The output is quite verbose. Run the following command (specifying the
name of the result file with '-o tdg.out'):

> `java -cp tdg12.jar tdg.results.All -o tdg.out -gc vertebrate_mit -tau 1e-6 -kappa 7.8 -pi 0.25,0.25,0.25,0.25 -mu 2.3`

The global parameters should be the same as were specified when you run
the analysis. This command reads the results file and the global
parameters from the command-line, and writes the files:

F.txt
: Fitness values for each amino acid at each site

Q0.txt
: Neutral mutation matrix for entire alignment

S.txt
: Selection coefficients matrix for each site

QS.txt
: Mutation with selection matrix for each site

PiS.txt
: Codon frequencies at each site

PiAA.txt
: Amino acid frequencies at each site

distribution.mutations.csv
: the distribution of selection coefficients for mutations

distribution.substitutions.csv
: the distribution for substitutions.

The last two are comma-separated value files that can be opened in a
program like Excel to plot the distribution. The three columns in the
distribution files are (i) the histogram bins for _S_ (ii) all
mutations/subsitutions and (iii) non-synonymous mutations/substitutions.

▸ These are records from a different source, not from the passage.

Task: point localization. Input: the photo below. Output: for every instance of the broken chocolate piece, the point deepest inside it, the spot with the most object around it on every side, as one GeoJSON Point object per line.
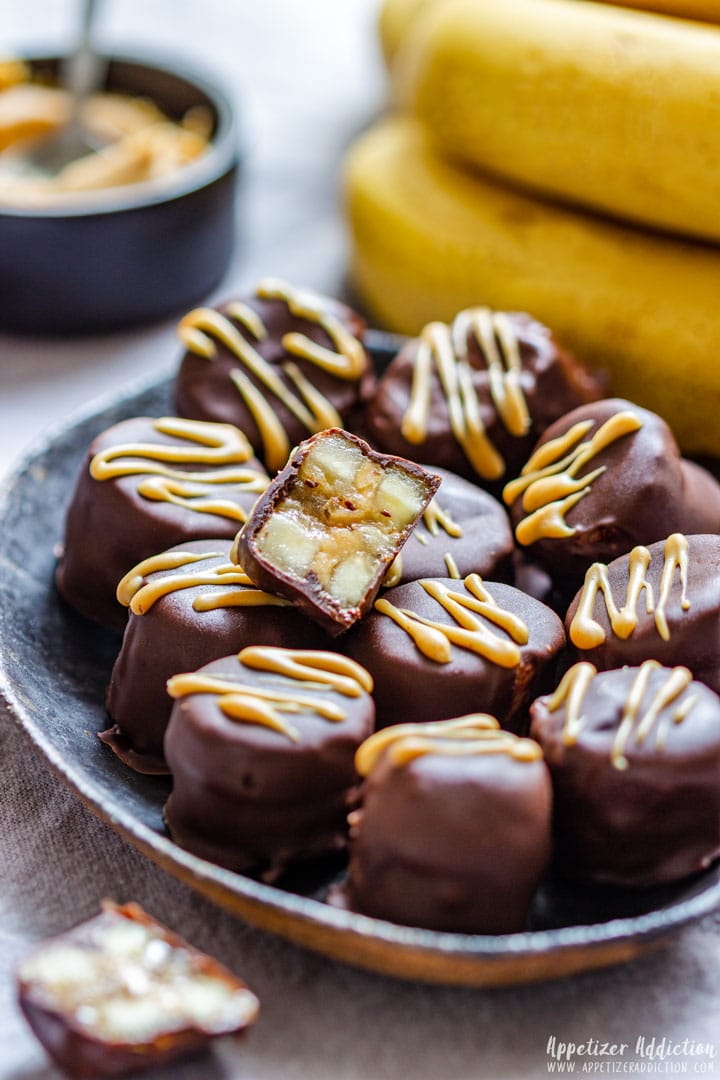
{"type": "Point", "coordinates": [329, 525]}
{"type": "Point", "coordinates": [121, 993]}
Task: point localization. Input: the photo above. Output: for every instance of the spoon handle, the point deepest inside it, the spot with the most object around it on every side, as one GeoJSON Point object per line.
{"type": "Point", "coordinates": [84, 70]}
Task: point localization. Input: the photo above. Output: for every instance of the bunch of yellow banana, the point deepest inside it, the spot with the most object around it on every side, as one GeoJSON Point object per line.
{"type": "Point", "coordinates": [560, 157]}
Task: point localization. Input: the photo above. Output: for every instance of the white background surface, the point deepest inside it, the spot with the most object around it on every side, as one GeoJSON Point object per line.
{"type": "Point", "coordinates": [307, 77]}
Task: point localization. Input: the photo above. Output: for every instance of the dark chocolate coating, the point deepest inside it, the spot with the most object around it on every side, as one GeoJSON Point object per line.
{"type": "Point", "coordinates": [110, 526]}
{"type": "Point", "coordinates": [173, 637]}
{"type": "Point", "coordinates": [553, 382]}
{"type": "Point", "coordinates": [451, 842]}
{"type": "Point", "coordinates": [485, 547]}
{"type": "Point", "coordinates": [307, 593]}
{"type": "Point", "coordinates": [248, 797]}
{"type": "Point", "coordinates": [411, 688]}
{"type": "Point", "coordinates": [646, 493]}
{"type": "Point", "coordinates": [82, 1053]}
{"type": "Point", "coordinates": [204, 390]}
{"type": "Point", "coordinates": [651, 823]}
{"type": "Point", "coordinates": [694, 635]}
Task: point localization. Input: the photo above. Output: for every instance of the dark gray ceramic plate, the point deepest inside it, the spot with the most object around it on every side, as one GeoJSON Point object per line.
{"type": "Point", "coordinates": [53, 672]}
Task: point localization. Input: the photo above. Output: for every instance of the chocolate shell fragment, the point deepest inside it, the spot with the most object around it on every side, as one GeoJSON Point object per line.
{"type": "Point", "coordinates": [188, 606]}
{"type": "Point", "coordinates": [261, 748]}
{"type": "Point", "coordinates": [327, 528]}
{"type": "Point", "coordinates": [122, 994]}
{"type": "Point", "coordinates": [635, 759]}
{"type": "Point", "coordinates": [281, 364]}
{"type": "Point", "coordinates": [454, 827]}
{"type": "Point", "coordinates": [603, 478]}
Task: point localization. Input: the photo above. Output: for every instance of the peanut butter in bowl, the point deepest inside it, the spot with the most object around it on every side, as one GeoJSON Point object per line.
{"type": "Point", "coordinates": [136, 142]}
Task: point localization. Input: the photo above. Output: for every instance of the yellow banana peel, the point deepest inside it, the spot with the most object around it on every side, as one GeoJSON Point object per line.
{"type": "Point", "coordinates": [613, 109]}
{"type": "Point", "coordinates": [705, 11]}
{"type": "Point", "coordinates": [430, 239]}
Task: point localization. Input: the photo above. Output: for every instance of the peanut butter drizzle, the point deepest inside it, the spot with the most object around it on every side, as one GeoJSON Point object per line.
{"type": "Point", "coordinates": [266, 705]}
{"type": "Point", "coordinates": [587, 633]}
{"type": "Point", "coordinates": [445, 348]}
{"type": "Point", "coordinates": [636, 724]}
{"type": "Point", "coordinates": [314, 665]}
{"type": "Point", "coordinates": [434, 518]}
{"type": "Point", "coordinates": [137, 594]}
{"type": "Point", "coordinates": [549, 484]}
{"type": "Point", "coordinates": [213, 444]}
{"type": "Point", "coordinates": [452, 566]}
{"type": "Point", "coordinates": [434, 639]}
{"type": "Point", "coordinates": [467, 736]}
{"type": "Point", "coordinates": [201, 328]}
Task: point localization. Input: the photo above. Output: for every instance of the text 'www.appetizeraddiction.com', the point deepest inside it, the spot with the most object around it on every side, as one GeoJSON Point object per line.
{"type": "Point", "coordinates": [649, 1055]}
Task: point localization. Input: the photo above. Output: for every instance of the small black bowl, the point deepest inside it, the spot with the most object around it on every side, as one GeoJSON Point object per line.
{"type": "Point", "coordinates": [131, 254]}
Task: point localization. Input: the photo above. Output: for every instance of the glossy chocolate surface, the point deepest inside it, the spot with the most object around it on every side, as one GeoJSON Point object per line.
{"type": "Point", "coordinates": [651, 815]}
{"type": "Point", "coordinates": [409, 686]}
{"type": "Point", "coordinates": [306, 591]}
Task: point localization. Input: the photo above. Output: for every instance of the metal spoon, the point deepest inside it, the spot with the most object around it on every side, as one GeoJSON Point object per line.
{"type": "Point", "coordinates": [82, 73]}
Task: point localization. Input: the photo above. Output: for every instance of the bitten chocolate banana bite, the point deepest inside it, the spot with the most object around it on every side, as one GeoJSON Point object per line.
{"type": "Point", "coordinates": [122, 994]}
{"type": "Point", "coordinates": [656, 603]}
{"type": "Point", "coordinates": [327, 528]}
{"type": "Point", "coordinates": [438, 647]}
{"type": "Point", "coordinates": [261, 747]}
{"type": "Point", "coordinates": [148, 484]}
{"type": "Point", "coordinates": [603, 478]}
{"type": "Point", "coordinates": [454, 826]}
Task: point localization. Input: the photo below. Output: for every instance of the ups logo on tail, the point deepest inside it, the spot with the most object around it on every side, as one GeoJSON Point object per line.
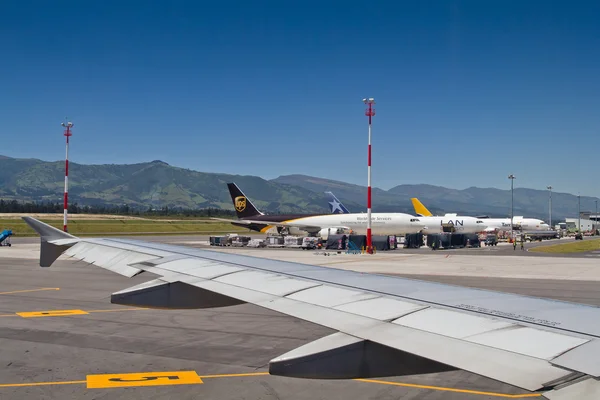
{"type": "Point", "coordinates": [240, 203]}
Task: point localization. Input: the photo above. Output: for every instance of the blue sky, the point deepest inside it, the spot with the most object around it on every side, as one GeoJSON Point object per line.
{"type": "Point", "coordinates": [467, 91]}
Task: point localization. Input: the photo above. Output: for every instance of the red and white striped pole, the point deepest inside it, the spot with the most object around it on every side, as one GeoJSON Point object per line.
{"type": "Point", "coordinates": [68, 134]}
{"type": "Point", "coordinates": [370, 112]}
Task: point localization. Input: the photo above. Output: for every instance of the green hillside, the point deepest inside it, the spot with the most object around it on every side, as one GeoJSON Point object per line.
{"type": "Point", "coordinates": [157, 184]}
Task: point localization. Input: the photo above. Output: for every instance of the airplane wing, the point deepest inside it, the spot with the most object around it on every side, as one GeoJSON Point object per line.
{"type": "Point", "coordinates": [386, 326]}
{"type": "Point", "coordinates": [237, 221]}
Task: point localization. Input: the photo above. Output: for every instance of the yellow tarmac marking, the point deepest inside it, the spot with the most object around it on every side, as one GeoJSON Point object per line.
{"type": "Point", "coordinates": [50, 313]}
{"type": "Point", "coordinates": [143, 379]}
{"type": "Point", "coordinates": [40, 384]}
{"type": "Point", "coordinates": [191, 377]}
{"type": "Point", "coordinates": [64, 313]}
{"type": "Point", "coordinates": [29, 290]}
{"type": "Point", "coordinates": [446, 389]}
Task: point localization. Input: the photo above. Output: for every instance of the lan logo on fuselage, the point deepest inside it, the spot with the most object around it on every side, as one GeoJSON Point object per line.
{"type": "Point", "coordinates": [240, 203]}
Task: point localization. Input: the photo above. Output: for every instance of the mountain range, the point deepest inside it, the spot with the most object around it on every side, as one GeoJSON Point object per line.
{"type": "Point", "coordinates": [157, 184]}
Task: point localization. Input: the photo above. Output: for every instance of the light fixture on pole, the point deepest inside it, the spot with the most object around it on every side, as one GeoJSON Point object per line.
{"type": "Point", "coordinates": [512, 200]}
{"type": "Point", "coordinates": [550, 207]}
{"type": "Point", "coordinates": [596, 219]}
{"type": "Point", "coordinates": [578, 213]}
{"type": "Point", "coordinates": [370, 112]}
{"type": "Point", "coordinates": [68, 134]}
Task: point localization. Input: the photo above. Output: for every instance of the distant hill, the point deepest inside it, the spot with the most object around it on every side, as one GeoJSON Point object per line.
{"type": "Point", "coordinates": [157, 184]}
{"type": "Point", "coordinates": [153, 184]}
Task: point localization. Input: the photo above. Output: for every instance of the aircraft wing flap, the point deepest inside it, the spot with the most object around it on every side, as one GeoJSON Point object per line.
{"type": "Point", "coordinates": [584, 358]}
{"type": "Point", "coordinates": [111, 258]}
{"type": "Point", "coordinates": [277, 285]}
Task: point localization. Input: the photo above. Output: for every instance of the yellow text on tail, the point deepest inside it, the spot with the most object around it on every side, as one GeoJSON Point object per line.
{"type": "Point", "coordinates": [420, 208]}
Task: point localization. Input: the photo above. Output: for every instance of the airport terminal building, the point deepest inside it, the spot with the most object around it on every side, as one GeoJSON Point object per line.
{"type": "Point", "coordinates": [588, 222]}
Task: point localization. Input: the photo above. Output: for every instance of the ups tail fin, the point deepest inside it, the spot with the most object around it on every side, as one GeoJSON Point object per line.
{"type": "Point", "coordinates": [53, 241]}
{"type": "Point", "coordinates": [420, 209]}
{"type": "Point", "coordinates": [243, 206]}
{"type": "Point", "coordinates": [336, 206]}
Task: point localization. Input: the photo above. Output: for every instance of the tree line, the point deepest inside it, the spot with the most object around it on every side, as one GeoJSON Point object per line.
{"type": "Point", "coordinates": [47, 207]}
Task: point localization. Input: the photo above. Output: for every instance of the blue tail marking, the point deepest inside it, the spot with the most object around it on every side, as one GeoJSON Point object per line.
{"type": "Point", "coordinates": [335, 206]}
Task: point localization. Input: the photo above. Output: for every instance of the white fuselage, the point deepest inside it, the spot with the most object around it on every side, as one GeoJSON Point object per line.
{"type": "Point", "coordinates": [382, 223]}
{"type": "Point", "coordinates": [524, 224]}
{"type": "Point", "coordinates": [460, 224]}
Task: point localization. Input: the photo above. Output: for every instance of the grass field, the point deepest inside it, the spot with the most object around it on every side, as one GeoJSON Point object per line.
{"type": "Point", "coordinates": [578, 246]}
{"type": "Point", "coordinates": [109, 227]}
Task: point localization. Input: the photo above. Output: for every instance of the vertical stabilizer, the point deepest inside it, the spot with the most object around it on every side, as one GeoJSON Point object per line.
{"type": "Point", "coordinates": [420, 209]}
{"type": "Point", "coordinates": [243, 206]}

![](https://raw.github.com/tamuri/tdg12/master/docs/tutorial/results/exact/plot.png)

Simulating data using the mutation-selection model
--------------------------------------------------

### Simulating a single set of fitnesses (for one site)

> `java -cp tdg12.jar tdg.sim.AlignmentSimulator -tree sim.tree -output out.phy -sites 100 -fitness 0.0,0.2,0.3,1.0,0.5,0.6,0.7,0.8 -characters A,R,N,D,C,Q,E,H -tau 0 -pi 0.25,0.25,0.25,0.25 -mu 1.0 -gc standard`

This command will write an alignment file 'out.phy' (in PHYLIP format)
simulating a site (100 times) on the tree 'sim.tree' with the specified
fitnesses for the specified characters. Characters that do not appear in
the -characters option are not observed at that site (i.e. have fitness
of -∞). Set the global parameters as required.

### Simulating multiple sets of fitnesses (for multiple sites)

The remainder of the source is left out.